En ce mois de novembre 2021, Dijon Métropole nous invite à donner notre avis sur des modifications apportées au Plan Local d'Urbanisme intercommunal - Habitat et Déplacements, le PLUi-HD. Les habitants sont invités entre le 2 novembre et le 3 décembre à consulter divers documents et à déposer leur avis auprès des commissaires de l'enquête publique (voir ici : https://www.metropole-dijon.fr/Je-participe-je-m-informe/Enquete-publique-PLUi-HD-et-PDA).
A l’occasion de la révision du PLUi-HD, une famille de Fontaine a réalisé les conséquences que pouvaient avoir le fait d’avoir leurs propriétés inscrites dans les limites d’un « site de projet ». Cette famille avait participé à l’enquête concernant la mise en place du PLUi-HD en 2019, mais n’avait pas totalement conscience de l’emprise de ce site de projet, qu’elle pensait même abandonné. Il faut tout de même avoir comprendre qu’il n’est pas évident pour chaque habitant d’apprivoiser l’ensemble de ce que représente ce dossier complexe, le PLUi-HD ! La nécessité d’explication revient quand même à la municipalité et à la métropole. En particulier, il est assez invraisemblable que les sites de projets indiqués sur le PLUi-HD n'aient pas été établis en concertation avec les propriétaires des terrains en question ! Que la mairie pousse pour une évolution dans un certain sens, c'est une chose. Qu'elle le fasse sans en avertir les concernés, c'est ahurissant !
Cette constatation rejoint la demande que notre groupe avait faite pour le budget 2021 d'avoir une étude programmatique sur le quartier nord de Fontaine : quand on veut faire évoluer un espace de la ville, il est essentiel de réaliser une étude en consultant tous les protagonistes, depuis la métropole jusqu'aux habitants, afin de cerner les besoins et les possibilités et chercher la meilleure proposition d'évolution sur le long terme permettant de satisfaire toutes les contraintes. La zone du vieux village, avec ses sites de projets « clinique », « presbytère » et « Faubourg Saint Martin » (sans compter ceux déjà réalisés comme l’emplacement de l’ancien hôtel, de la rue des Créots ou la nouvelle résidence sénior de l’allée F. Wagner) aurait elle aussi pu faire l’objet d’une étude programmatique approfondie permettant d’avoir une vision à plus long terme de sa stabilité. 
C’est un principe que nous défendrons toujours avec détermination : avant d’engager un projet de long terme sur la commune, il est crucial de mener une vraie concertation approfondie intégrant tous les acteurs concernés, afin d’avoir une vision pertinente et soutenue par les habitants de l’avenir de notre ville.

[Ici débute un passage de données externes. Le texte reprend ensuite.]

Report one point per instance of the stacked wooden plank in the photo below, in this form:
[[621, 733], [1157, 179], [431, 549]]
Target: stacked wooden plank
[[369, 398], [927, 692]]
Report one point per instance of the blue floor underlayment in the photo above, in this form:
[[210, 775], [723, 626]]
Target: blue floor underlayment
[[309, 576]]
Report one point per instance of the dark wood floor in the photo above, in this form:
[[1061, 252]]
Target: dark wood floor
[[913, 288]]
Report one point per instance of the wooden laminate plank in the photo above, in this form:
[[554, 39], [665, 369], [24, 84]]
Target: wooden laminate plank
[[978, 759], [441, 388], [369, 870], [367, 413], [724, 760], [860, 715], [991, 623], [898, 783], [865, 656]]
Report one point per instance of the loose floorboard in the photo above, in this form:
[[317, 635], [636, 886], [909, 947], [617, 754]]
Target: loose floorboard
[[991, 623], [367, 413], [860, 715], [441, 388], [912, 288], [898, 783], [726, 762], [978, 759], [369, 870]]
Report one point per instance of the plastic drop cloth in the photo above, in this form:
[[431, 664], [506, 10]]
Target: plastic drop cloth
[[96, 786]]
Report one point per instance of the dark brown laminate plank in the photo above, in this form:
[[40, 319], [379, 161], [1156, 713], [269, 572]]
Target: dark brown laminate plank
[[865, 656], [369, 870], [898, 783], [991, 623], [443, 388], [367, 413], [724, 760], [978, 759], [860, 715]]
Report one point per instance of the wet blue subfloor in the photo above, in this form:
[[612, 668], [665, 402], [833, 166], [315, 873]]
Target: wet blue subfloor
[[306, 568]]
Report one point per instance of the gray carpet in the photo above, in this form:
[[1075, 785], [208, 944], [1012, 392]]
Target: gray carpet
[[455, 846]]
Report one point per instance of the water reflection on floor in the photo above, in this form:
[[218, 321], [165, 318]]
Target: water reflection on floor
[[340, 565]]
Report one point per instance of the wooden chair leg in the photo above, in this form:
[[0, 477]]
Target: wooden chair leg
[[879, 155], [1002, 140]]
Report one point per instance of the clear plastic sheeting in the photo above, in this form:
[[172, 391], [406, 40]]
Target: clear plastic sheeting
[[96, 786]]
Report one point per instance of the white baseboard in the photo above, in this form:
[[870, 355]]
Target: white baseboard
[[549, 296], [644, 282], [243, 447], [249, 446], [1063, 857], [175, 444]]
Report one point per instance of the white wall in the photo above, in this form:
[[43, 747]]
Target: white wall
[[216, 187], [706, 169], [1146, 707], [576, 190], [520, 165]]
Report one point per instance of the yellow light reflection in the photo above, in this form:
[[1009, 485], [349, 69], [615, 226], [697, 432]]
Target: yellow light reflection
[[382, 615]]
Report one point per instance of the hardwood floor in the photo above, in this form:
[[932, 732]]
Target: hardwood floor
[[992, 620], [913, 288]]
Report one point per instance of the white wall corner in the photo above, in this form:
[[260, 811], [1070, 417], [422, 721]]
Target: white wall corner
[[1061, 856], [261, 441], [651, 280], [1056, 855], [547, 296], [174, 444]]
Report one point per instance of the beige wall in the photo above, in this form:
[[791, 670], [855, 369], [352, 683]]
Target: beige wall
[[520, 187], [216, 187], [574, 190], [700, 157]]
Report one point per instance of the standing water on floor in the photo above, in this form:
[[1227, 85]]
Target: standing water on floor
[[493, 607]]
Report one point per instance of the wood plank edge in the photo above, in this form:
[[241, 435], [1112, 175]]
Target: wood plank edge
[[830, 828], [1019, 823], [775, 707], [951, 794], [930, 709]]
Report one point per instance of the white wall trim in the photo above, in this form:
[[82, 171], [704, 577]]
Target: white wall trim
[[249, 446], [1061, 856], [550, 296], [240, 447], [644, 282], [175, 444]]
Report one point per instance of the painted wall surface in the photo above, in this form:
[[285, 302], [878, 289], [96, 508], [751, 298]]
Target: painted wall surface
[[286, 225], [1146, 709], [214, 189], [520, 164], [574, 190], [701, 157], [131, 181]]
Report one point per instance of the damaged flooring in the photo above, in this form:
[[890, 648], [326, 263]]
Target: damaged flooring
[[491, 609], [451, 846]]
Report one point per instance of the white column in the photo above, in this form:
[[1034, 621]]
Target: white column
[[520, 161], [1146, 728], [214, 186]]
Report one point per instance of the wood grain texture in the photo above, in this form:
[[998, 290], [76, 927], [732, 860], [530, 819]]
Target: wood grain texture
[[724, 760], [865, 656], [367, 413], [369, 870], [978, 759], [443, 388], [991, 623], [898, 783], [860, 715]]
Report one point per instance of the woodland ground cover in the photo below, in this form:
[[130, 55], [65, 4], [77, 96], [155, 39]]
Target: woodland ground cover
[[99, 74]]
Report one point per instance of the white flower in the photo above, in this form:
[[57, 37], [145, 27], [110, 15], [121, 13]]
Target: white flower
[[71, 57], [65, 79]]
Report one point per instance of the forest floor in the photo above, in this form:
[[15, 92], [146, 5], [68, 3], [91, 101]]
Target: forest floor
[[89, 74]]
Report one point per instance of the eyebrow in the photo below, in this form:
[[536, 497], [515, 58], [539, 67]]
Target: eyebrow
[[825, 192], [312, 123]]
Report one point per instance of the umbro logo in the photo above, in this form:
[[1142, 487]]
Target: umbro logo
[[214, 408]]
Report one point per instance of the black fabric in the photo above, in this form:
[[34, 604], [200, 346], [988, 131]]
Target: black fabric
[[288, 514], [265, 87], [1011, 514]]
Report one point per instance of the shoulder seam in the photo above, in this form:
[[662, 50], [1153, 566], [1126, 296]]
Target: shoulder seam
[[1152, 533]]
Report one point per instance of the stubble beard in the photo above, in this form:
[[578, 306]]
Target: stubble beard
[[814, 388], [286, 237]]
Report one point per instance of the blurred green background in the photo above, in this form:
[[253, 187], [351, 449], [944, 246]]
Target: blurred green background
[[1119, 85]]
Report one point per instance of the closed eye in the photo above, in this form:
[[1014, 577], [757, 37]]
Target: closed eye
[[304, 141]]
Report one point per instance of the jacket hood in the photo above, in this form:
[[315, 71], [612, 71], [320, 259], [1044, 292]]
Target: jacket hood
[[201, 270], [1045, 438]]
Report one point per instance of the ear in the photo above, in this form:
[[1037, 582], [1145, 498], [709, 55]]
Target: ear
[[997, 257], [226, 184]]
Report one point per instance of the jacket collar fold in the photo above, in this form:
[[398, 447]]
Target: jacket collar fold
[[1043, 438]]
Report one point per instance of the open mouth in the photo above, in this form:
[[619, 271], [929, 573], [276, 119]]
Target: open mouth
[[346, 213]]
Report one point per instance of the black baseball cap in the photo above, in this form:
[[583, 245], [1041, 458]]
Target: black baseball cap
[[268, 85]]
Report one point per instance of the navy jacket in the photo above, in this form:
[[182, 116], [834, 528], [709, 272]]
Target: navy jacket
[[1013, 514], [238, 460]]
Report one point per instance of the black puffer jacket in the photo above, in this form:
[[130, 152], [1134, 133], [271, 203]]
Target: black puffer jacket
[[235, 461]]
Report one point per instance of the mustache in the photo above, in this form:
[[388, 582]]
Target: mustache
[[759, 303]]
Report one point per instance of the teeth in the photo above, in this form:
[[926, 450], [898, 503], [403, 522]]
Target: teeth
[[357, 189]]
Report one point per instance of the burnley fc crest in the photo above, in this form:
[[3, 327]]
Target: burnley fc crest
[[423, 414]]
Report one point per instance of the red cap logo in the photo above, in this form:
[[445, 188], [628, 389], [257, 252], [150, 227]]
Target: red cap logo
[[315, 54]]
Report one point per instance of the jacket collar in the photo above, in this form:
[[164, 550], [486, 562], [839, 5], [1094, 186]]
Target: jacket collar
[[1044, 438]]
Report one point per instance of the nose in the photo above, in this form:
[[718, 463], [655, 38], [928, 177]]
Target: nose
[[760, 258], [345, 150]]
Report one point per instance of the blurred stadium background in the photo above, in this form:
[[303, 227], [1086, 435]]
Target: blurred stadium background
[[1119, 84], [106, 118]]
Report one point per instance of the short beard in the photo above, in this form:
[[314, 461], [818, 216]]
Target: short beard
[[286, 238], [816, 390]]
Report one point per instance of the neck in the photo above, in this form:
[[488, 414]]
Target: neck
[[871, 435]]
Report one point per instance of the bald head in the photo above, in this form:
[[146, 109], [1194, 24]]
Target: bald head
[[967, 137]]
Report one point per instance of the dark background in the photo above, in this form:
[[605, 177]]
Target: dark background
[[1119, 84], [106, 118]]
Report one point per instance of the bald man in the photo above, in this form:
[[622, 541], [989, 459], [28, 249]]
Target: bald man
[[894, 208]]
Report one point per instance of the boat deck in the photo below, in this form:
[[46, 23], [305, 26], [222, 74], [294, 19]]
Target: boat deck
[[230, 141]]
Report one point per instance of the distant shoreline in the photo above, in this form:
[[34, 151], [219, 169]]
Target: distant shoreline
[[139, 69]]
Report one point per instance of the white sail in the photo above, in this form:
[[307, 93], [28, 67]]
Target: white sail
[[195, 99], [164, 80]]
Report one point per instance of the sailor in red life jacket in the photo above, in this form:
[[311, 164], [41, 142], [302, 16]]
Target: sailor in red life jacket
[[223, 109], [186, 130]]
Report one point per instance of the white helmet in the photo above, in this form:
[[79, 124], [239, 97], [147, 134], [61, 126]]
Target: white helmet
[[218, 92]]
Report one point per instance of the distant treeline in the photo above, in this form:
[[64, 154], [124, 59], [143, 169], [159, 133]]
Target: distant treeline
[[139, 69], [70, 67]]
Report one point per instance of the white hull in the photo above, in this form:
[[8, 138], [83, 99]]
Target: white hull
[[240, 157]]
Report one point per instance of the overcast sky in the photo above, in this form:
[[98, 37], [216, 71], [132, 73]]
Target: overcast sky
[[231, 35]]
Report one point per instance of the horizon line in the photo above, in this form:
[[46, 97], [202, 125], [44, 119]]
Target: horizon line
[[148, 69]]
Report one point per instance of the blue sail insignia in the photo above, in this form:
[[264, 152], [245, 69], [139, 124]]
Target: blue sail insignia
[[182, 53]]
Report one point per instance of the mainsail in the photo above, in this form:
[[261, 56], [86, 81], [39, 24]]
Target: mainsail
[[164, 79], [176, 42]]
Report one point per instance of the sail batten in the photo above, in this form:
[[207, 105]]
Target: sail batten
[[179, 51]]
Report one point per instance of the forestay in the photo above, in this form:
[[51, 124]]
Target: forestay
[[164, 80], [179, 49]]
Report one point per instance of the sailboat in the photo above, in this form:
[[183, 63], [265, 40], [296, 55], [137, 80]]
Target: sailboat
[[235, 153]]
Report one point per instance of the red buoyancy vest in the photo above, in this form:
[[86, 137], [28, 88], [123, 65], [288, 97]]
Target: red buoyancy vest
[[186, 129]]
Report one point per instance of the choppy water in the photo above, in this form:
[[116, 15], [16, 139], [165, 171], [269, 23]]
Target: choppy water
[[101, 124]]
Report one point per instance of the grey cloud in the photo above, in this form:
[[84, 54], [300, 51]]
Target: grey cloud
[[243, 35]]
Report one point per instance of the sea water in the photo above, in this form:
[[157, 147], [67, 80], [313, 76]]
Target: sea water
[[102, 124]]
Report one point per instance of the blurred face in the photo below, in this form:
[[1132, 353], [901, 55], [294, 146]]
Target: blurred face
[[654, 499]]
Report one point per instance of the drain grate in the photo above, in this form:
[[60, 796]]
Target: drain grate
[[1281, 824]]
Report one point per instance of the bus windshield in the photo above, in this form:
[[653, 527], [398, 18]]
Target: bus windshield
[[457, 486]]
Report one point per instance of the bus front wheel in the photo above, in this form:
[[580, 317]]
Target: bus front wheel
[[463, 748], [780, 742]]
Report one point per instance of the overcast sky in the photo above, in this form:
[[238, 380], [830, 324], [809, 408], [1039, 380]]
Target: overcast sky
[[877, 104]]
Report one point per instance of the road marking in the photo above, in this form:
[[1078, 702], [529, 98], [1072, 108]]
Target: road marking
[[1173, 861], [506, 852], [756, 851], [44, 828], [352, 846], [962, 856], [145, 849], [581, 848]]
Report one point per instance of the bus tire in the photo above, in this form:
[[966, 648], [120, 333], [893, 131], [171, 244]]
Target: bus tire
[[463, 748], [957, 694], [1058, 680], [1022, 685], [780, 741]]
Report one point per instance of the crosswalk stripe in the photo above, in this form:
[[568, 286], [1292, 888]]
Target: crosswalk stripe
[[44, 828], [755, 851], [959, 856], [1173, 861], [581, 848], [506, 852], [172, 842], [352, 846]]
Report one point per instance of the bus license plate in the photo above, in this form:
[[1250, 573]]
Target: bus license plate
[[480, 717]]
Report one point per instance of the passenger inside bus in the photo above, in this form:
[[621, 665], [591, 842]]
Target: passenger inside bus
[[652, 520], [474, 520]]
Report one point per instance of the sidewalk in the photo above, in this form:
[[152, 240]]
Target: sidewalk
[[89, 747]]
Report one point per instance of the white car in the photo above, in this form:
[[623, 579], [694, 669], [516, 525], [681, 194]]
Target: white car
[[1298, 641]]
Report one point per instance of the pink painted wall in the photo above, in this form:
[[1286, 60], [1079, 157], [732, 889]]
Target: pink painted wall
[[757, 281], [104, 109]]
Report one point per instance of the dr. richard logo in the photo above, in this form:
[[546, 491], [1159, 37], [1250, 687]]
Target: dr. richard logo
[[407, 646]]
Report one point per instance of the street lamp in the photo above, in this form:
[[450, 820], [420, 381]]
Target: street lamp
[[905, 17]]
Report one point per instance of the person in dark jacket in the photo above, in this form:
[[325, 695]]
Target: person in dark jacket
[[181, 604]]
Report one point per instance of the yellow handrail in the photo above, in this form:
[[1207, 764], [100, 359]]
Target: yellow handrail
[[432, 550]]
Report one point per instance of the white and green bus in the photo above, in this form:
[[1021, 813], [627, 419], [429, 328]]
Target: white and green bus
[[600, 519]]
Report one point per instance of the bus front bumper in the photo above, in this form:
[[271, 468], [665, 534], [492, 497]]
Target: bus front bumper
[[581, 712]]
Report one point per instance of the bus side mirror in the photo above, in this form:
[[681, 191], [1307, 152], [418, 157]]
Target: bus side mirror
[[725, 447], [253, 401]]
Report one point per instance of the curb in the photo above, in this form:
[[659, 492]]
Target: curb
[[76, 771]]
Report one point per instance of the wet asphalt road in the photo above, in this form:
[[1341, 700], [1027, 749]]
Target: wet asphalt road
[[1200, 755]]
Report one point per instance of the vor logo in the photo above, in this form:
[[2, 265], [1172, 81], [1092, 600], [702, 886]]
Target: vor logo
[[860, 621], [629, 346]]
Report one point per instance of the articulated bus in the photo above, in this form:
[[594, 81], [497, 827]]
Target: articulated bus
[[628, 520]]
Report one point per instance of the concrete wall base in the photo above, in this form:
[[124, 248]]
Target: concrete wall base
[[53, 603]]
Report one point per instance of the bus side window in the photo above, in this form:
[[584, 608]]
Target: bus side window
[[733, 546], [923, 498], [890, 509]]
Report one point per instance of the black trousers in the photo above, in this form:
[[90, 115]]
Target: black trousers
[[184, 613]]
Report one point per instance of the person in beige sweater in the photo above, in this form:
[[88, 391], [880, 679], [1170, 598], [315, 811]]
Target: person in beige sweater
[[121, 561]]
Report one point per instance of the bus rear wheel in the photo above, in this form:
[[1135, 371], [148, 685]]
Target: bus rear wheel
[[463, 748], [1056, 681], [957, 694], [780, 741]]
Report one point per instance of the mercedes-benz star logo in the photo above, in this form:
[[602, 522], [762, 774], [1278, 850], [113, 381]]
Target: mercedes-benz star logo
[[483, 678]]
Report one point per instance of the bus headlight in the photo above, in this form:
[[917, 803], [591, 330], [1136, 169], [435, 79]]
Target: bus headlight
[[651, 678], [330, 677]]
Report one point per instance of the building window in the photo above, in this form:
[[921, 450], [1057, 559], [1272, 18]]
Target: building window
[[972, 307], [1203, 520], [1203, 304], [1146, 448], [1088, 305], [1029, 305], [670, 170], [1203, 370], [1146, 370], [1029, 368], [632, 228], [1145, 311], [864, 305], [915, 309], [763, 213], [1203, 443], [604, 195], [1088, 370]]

Une enquête publique de temps en temps, dans laquelle tout est déjà joué d’avance et sans prise en compte profonde des retours citoyens ne suffit certainement pas…

 

Un message pour M. le Maire, partagé avec vous

Nous échangeons régulièrement avec la majorité municipale. Enfin, nous écrivons et nous avons en général une réponse en provenance de la mairie. Malheureusement, ce n'est pas toujours le cas et quelques messages restent sans réponse.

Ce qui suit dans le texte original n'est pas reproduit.